Gilbert Brooks radio broadcasts, 1958-1961
Gilbert Brooks hosted a radio program from 1958-1961. This program was sponsored by the NAACP and addressed current issues in the lives of African Americans in the South. Topics range from sit-ins, employment, Pullman sleeping car Porters, national legislation, education, and voting rights. Programs also talk about the past 50 years of race relations and ponder on the future of race in America. All of these radio programs are available for patrons to listen to in our Reading Room.
 
 
 

The Arthur Franklin Raper papers have many publications about social justice.

The Arthur Franklin Raper papers have many publications about social justice.

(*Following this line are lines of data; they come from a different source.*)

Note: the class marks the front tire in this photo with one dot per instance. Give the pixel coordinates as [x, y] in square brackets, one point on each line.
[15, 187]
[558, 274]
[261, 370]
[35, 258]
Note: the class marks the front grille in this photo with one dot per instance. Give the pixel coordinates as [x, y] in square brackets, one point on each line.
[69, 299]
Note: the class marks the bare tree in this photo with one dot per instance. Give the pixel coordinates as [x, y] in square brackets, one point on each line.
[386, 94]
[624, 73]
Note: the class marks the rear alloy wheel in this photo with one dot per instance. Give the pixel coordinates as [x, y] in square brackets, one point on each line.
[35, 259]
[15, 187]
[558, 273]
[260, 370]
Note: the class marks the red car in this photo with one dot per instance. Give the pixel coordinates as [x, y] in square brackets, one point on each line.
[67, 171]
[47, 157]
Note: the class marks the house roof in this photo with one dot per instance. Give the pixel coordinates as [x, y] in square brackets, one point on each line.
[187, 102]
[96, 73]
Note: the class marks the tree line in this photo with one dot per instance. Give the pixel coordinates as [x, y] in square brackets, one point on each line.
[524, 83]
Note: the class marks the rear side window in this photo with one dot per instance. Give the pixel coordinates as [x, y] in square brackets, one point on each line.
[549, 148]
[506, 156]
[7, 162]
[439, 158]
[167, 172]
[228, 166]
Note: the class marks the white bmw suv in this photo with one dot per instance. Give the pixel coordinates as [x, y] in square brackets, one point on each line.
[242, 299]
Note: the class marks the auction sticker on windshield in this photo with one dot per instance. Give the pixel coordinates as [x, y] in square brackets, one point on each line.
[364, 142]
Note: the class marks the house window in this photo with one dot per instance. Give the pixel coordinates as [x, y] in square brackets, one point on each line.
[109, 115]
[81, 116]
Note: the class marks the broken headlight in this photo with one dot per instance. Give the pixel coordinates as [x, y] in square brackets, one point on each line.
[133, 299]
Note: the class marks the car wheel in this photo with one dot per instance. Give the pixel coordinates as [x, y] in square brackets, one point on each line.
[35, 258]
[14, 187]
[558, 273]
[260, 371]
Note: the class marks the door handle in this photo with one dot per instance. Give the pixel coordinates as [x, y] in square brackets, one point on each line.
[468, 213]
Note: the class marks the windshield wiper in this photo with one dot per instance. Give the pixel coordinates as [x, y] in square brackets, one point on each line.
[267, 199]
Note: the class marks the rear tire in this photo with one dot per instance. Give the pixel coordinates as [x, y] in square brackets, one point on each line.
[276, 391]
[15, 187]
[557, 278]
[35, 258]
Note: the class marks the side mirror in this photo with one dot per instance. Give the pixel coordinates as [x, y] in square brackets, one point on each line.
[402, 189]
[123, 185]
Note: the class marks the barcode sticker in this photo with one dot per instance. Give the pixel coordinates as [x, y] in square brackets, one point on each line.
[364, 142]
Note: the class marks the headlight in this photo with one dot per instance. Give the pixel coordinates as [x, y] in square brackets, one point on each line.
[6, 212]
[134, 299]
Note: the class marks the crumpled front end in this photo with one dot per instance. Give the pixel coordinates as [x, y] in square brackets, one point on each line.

Arthur Franklin Raper Papers, 1913-1979
Arthur Franklin Raper (1899-1979) approached issues of poverty, racism, violence, rural hardship, and economic distress from the view of a Sociologist and Social Scientist. Raper began his career by documenting issues in the rural South for the U.S. government. He supported anti-lynching and anti-racist work, and authored ten books whose subjects range from sharecropping to the impact of the Great Migration on the rural South. After World War II, he began doing similar studies in rural areas around the globe, particularly in Pakistan, Japan, Taiwan, and North African and Middle Eastern nations. A large portion of the collection is available online, including photographs taken during the Great Depression.
 
 
 
John Kenyon Chapman Papers, 1969-2009
John Kenyon Chapman (1947-2009), also known as Yonni, dedicated his life to social justice issues in central North Carolina. His early activist work focused on anti-Apartheid, African liberation, and fair labor practices. A survivor of the 1979 Greensboro Massacre, he spent the latter portion of his life pushing for a more complete and accurate historical record of the role of African Americans in Southern history, starting important conversations about how we remember history and historical people.
 
 
 

The Migrant and Seasonal Farmworkers Training Center provided childcare and other support services to allow its patrons to focus on their education.

The Migrant and Seasonal Farmworkers Training Center provided childcare and other support services to allow its patrons to focus on their education. Pictured here are children of attendees at their Rich Square, NC program.

James A. Felton and Annie Vaughan Felton Papers, 1938-2010
James A. Felton (1919-1994) was a member of the Montford Point Marines and an educator in North Carolina for over 20 years. In the 1960s, he helped found the People’s Program on Poverty. This organization studied poverty and developed grassroots, community-based methods for uplifting impoverished people and impoverished communities. This program included to Migrant and Seasonal Farmworkers Training Center, which provided support and training to allow seasonal farmworkers to find full-time employment.